Les hôpitaux ne font pas mystère de leur médicalisation de la non-conformité. Le Programme de santé d’affirmation du genre de l’université de Californie à San Francisco propose des considérations relatives à la « transition hormonale et chirurgicale » pour « les personnes qui ne vivent pas dans le cadre de la binarité de genre », ce qui comprend, selon eux, les personnes qui s’identifient comme « genderqueer, non-conformes de genre et de genre non-binaire ». L’hôpital pour enfants de Chicago affirme que ses patients comprennent des « enfants expansifs de genre ou non conformes au genre », qu’il définit comme « des enfants et des adolescents qui présentent un comportement atypique du sexe qui leur a été attribué à la naissance ».

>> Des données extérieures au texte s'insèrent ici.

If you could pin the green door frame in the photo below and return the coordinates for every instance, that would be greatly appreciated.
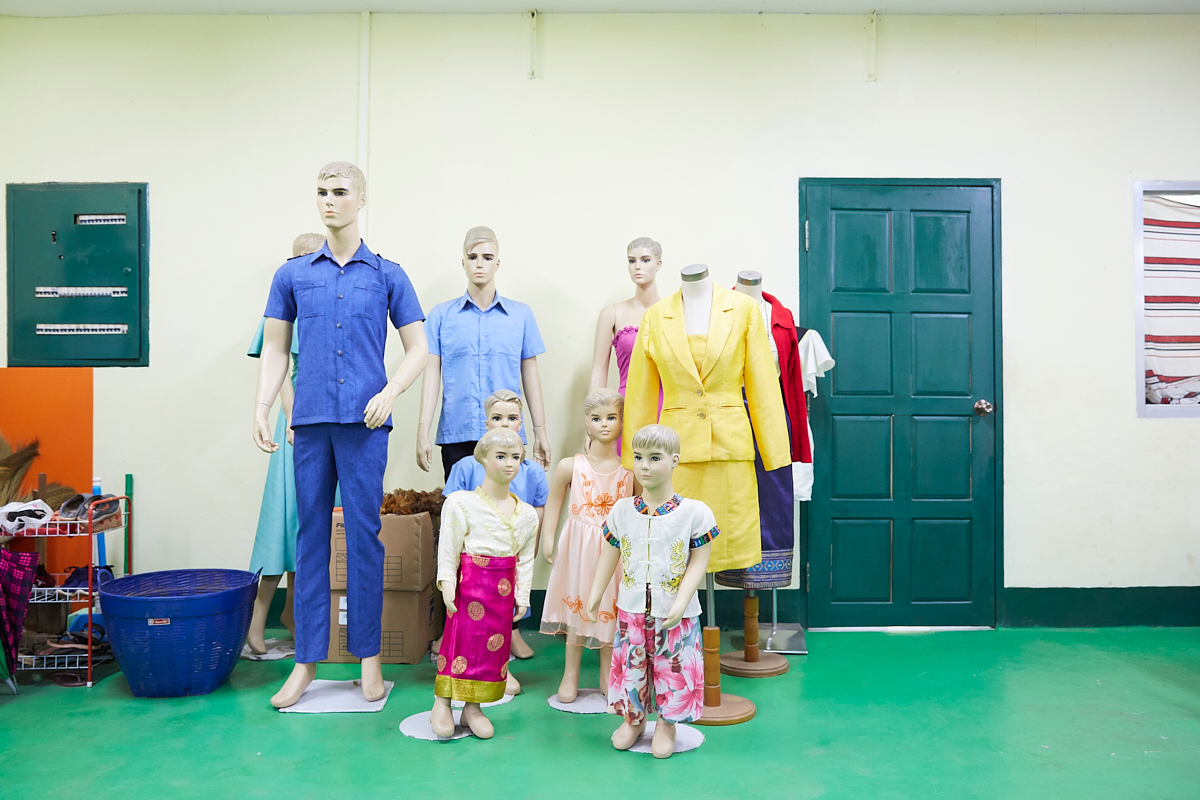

La pratique consistant à assimiler non-conformité aux rôles socio-sexuels et transgenrisme s’est développée progressivement, par le biais d’un processus réglementaire compliqué impliquant des décisions de justice et des directives bureaucratiques édictées sous l’influence de groupes de pression militant en faveur des « droits des trans ». Emprunté au mouvement juridique des femmes, le concept de la non-conformité a été conçu au début des années 2000 et consolidé pendant l’ère Obama afin de permettre aux juges et aux bureaucrates de l’Office fédéral des droits civils de contourner les procédures d’élaboration des règles et de forcer les écoles, sous peine de violer le Titre IX, à s’en remettre à l’auto-déclaration de genre de leurs élèves.
Nous devrions faire preuve de compassion et d’acceptation à l’égard des enfants non-conformes aux stéréotypes socio-sexuels traditionnels. L’idéologie transgenre fait le contraire. Lorsqu’un enfant se déclare transgenre, s’ensuit souvent une visite dans une clinique spécialisée dans le genre, où un thérapeute pratiquant l’« affirmation de genre » pourra lui prescrire des bloqueurs de puberté, des hormones de l’autre sexe et même une intervention chirurgicale afin de « réparer » ce décalage perçu entre « l’identité de genre » (c’est-à-dire les rôles et stéréotypes socio-sexuels conventionnels, la masculinité ou la féminité) et le sexe biologique de l’enfant.
Sur le seul plan conceptuel, il s’agit d’une régression extrême. Cela équivaut à rejeter des décennies de travail des militantes pour les droits des femmes qui, à juste titre, ont combattu les idées sexistes et oppressives que constituent les rôles socio-sexuels traditionnels et se sont battues afin de permettre aux individus qui ne s’y conforment pas de ne pas subir de stigmatisation sociale. Prescrire des interventions chirurgicales et des médicaments aux effets irréversibles pour le corps à des enfants — pour la raison qu’ils ne s’y conforment pas — est un scandale médical d’une ampleur effrayante.